パラグアイ、特にイグアス移住地は大豆の不耕起栽培を成功させた地として有名だが、不耕起栽培が始まった当時の事はあまり語られない。

今回は不耕起栽培と当時の世界情勢、知られざるイグアス移住地の苦難なども一緒に見ていこう。

パラグアイの大豆、概要

現在、パラグアイに興味を持ってインターネットで検索をすると日系人の作った功績として「大豆」「ごま」は必ず出てくる情報の一つだろう。しかし、パラグアイへ移民した日本人達は大豆を作りに来たわけではない。

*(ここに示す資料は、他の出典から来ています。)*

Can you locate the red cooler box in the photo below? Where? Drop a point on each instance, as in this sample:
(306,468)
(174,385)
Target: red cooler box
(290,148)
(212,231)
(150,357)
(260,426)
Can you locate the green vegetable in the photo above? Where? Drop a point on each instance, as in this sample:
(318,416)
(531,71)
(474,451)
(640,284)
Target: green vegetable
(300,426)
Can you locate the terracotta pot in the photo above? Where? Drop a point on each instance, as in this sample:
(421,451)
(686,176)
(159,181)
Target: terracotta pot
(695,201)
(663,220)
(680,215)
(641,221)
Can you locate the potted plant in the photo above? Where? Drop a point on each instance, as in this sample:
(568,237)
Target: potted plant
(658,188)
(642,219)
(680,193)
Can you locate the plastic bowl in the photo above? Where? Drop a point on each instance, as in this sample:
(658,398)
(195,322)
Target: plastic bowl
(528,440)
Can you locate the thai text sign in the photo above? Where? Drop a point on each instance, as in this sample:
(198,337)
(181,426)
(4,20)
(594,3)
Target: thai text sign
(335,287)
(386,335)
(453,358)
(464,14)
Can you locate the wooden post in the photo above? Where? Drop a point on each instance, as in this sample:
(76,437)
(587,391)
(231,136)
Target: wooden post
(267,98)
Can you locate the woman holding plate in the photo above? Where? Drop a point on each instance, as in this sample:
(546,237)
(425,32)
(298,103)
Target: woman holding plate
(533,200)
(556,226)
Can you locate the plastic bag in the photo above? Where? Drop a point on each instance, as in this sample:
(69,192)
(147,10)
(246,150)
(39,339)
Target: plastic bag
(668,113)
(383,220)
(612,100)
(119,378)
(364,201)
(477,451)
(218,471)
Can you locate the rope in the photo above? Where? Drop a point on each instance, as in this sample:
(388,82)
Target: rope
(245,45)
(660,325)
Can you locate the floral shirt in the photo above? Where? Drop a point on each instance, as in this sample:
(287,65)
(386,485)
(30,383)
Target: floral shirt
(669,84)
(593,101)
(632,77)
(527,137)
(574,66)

元々、大豆は日常的に自分たちが食べる味噌しょうゆを作り、自給自足の生活を送る分だけ栽培された。その他に経済栽培(売ってお金に換える作物)用にトウモロコシマテ茶、綿などが入植当初は栽培されていた。

大豆の不耕起栽培に転機が訪れたのは1982.1983年イグアス移住地で起こった集中豪雨だ。これにより多くの農家で土壌が流れ出し、大豆の作付が出来なかった。

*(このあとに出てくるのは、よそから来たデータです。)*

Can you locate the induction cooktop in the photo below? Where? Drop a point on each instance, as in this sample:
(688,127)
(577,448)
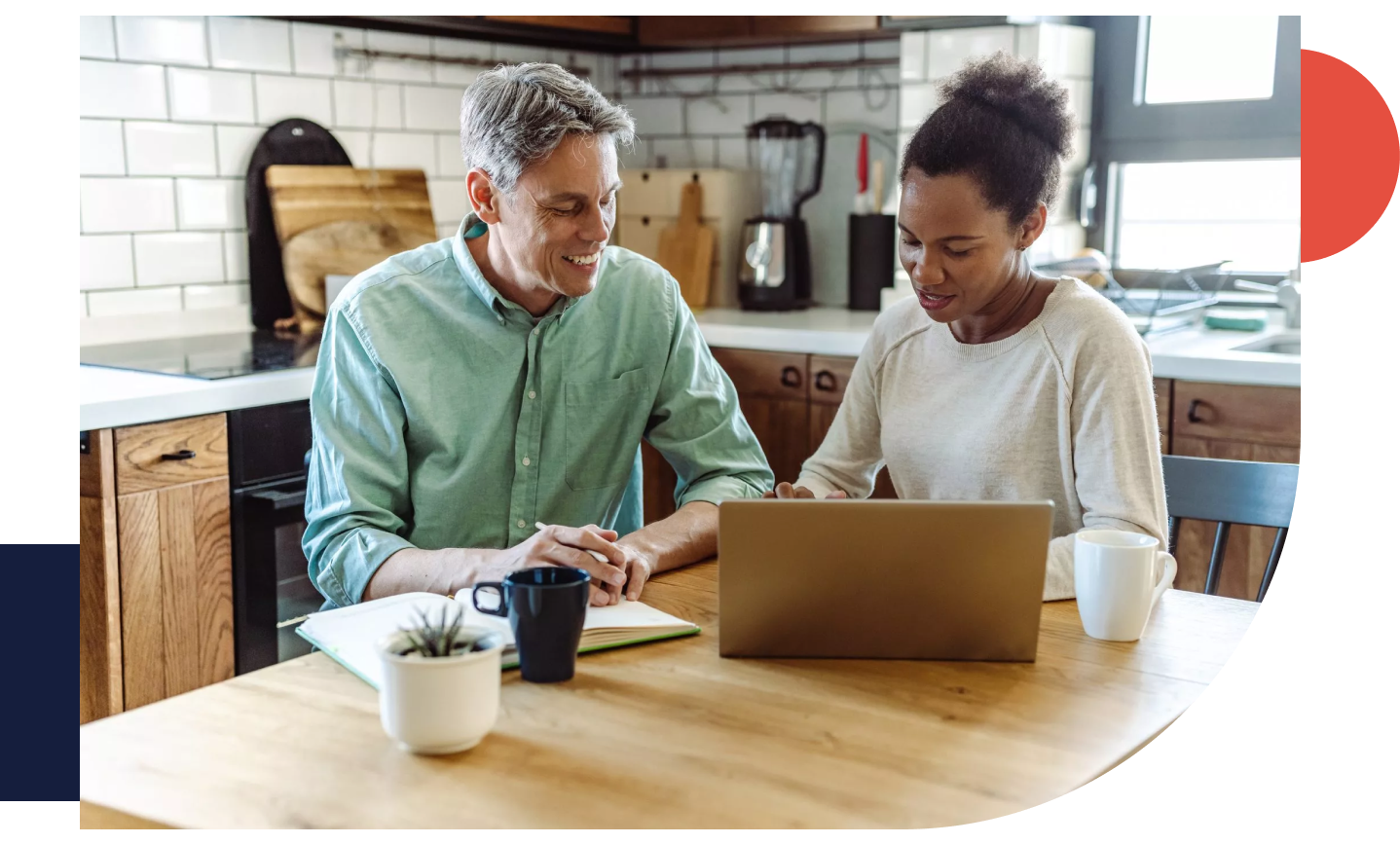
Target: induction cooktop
(211,355)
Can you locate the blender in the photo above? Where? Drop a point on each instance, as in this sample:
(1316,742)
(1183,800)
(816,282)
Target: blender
(776,265)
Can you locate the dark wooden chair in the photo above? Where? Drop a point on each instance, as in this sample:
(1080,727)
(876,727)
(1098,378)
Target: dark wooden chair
(1231,493)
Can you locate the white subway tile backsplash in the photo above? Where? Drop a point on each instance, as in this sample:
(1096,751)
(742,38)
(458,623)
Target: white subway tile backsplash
(214,95)
(236,255)
(789,105)
(249,44)
(399,70)
(448,198)
(355,108)
(210,203)
(683,152)
(355,146)
(117,90)
(127,204)
(732,153)
(461,48)
(236,149)
(124,303)
(949,48)
(166,39)
(99,149)
(104,262)
(214,296)
(437,109)
(95,37)
(916,102)
(178,258)
(313,51)
(717,115)
(871,106)
(281,96)
(450,156)
(169,149)
(403,150)
(655,115)
(913,56)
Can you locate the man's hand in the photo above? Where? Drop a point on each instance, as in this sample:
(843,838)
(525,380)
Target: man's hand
(786,490)
(558,545)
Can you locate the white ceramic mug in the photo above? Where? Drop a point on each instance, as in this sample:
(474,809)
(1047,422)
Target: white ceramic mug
(1116,584)
(440,704)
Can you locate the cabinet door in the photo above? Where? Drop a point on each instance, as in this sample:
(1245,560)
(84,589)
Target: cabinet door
(99,600)
(176,590)
(829,380)
(773,396)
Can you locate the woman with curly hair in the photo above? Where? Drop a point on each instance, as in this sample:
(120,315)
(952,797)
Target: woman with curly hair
(996,383)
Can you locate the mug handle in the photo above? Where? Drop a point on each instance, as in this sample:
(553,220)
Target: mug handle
(500,605)
(1168,575)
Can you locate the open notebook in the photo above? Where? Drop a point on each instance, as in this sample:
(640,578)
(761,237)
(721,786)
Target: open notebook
(349,635)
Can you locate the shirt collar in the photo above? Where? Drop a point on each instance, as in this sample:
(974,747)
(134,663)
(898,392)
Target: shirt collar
(472,227)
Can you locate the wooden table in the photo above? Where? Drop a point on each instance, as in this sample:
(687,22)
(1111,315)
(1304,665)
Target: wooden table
(671,735)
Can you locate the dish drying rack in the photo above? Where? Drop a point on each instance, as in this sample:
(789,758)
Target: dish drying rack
(1173,307)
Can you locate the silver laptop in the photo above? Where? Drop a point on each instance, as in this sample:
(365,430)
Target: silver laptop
(878,578)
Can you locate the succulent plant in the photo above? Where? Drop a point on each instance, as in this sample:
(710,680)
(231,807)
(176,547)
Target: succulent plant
(441,637)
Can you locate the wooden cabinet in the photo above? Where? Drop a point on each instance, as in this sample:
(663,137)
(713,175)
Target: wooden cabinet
(156,600)
(789,399)
(1233,422)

農家にとって土壌が流れてしまうことはいままで育てた栄養豊富な土を失い、その年の作物がよく育たないということだけを意味するのではない。もっと重大な問題なのだ。毎年のように土壌が流出してしまえば、その土地が持つ本来の土力を失ってしまう。失ってしまえばその土地では作物が育たなくなってしまうのだ。

また、流れ出した栄養豊富な土が川まで流れ込んでしまった場合、川は栄養過多となり植物や魚などの生態系に影響を与えてしまうことも考えられる。その土地の生態系が崩れてしまえば土地を捨てて移動するしかなくなる。

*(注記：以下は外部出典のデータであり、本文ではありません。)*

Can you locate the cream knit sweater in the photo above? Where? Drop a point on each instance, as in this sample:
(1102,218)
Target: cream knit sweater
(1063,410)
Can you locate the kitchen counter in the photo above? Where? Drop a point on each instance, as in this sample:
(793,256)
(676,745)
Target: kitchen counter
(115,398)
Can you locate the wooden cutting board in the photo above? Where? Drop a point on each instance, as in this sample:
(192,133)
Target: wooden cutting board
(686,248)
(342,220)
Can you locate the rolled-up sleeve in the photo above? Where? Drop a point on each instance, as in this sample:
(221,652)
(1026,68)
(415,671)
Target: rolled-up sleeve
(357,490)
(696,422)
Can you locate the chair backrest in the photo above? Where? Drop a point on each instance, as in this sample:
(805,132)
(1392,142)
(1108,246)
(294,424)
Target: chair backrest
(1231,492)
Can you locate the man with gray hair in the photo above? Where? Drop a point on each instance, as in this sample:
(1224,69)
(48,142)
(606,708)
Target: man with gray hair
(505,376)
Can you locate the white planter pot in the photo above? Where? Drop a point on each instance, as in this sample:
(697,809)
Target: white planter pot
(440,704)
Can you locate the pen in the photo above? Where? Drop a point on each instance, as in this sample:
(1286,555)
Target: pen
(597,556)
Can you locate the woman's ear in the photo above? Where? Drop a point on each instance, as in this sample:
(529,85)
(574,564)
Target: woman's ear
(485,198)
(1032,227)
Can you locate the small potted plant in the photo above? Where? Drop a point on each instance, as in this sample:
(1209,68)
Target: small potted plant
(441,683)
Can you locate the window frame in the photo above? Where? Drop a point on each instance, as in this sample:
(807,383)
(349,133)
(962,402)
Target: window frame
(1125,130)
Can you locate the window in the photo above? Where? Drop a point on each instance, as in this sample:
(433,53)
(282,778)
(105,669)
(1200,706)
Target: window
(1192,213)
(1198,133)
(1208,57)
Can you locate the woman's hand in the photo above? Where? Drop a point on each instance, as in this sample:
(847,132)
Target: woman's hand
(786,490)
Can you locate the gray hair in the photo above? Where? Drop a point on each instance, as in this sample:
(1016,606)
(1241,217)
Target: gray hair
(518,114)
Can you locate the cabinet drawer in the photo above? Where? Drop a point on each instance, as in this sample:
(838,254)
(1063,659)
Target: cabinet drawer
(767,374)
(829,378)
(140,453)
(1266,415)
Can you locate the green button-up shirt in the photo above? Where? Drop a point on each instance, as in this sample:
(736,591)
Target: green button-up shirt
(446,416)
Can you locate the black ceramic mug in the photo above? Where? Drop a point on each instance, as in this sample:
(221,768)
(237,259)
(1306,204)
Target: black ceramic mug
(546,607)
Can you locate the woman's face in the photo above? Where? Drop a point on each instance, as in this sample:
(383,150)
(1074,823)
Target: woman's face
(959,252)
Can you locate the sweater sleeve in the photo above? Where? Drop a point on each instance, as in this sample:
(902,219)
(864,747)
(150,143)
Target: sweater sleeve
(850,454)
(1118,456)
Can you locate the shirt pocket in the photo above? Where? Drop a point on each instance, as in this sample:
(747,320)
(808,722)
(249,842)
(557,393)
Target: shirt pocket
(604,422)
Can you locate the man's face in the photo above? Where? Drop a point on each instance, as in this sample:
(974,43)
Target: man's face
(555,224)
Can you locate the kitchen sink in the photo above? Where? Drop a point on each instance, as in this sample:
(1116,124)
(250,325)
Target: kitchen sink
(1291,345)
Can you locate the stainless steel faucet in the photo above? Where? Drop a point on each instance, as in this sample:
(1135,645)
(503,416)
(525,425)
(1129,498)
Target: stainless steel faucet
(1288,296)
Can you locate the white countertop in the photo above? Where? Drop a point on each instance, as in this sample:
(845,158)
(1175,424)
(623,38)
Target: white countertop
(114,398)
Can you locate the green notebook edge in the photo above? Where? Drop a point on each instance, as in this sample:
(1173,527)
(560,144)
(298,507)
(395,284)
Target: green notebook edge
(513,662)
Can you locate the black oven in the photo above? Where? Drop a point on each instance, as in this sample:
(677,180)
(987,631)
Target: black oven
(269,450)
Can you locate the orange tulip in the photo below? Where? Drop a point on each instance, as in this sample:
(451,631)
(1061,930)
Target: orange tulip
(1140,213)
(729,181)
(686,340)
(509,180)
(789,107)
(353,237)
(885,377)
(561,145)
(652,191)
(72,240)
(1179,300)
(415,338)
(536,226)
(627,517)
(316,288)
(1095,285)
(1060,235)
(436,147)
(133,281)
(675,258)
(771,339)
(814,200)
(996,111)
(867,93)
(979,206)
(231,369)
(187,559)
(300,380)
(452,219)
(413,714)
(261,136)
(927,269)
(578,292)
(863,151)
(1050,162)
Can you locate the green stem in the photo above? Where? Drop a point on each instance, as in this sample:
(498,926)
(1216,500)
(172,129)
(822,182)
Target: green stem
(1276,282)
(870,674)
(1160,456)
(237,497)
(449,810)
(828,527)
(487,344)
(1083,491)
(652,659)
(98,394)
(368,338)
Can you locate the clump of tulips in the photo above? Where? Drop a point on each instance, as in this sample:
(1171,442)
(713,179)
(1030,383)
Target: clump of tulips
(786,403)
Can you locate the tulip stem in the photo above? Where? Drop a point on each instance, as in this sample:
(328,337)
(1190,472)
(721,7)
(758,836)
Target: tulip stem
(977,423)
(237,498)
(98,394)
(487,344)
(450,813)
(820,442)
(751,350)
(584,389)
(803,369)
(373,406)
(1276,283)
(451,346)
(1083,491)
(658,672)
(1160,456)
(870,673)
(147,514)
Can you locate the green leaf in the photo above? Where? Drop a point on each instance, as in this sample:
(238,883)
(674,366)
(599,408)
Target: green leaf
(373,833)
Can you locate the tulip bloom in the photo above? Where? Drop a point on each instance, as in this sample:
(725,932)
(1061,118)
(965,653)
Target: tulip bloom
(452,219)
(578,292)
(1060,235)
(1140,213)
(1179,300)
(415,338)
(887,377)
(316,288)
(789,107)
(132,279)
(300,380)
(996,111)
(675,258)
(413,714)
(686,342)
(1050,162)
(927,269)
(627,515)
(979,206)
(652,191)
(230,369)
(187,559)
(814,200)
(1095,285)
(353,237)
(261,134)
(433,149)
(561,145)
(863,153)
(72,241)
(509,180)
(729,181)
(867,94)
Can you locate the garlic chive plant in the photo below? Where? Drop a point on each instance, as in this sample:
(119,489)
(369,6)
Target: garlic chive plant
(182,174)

そういった危惧からイグアス移住地の日系農業者がパラグアイ農業総合試験場(CETAPAR: Centro Tecnológico Agropecuario en Paraguay)が普及に努めていた不耕起栽培に着目し、これを成功させ、イグアス移住地を中心にパラグアイ全体へ普及していくこととなったのだ。

不耕起栽培(ふこうきさいばい)

不耕起栽培はパラグアイに定着した画期的な栽培技術だ。アメリカ発祥のこの技術はブラジルに伝播し、1980年ごろ、パラグアイへ伝わり当地にて花開いた。

この栽培方法はその前まで当然とされていた播種(はしゅ)(種まきの意味)をする前に行う畑を耕す作業(耕起)や整地作業を省略し、収穫を済ませた畑に直接播種を行う栽培方法だ。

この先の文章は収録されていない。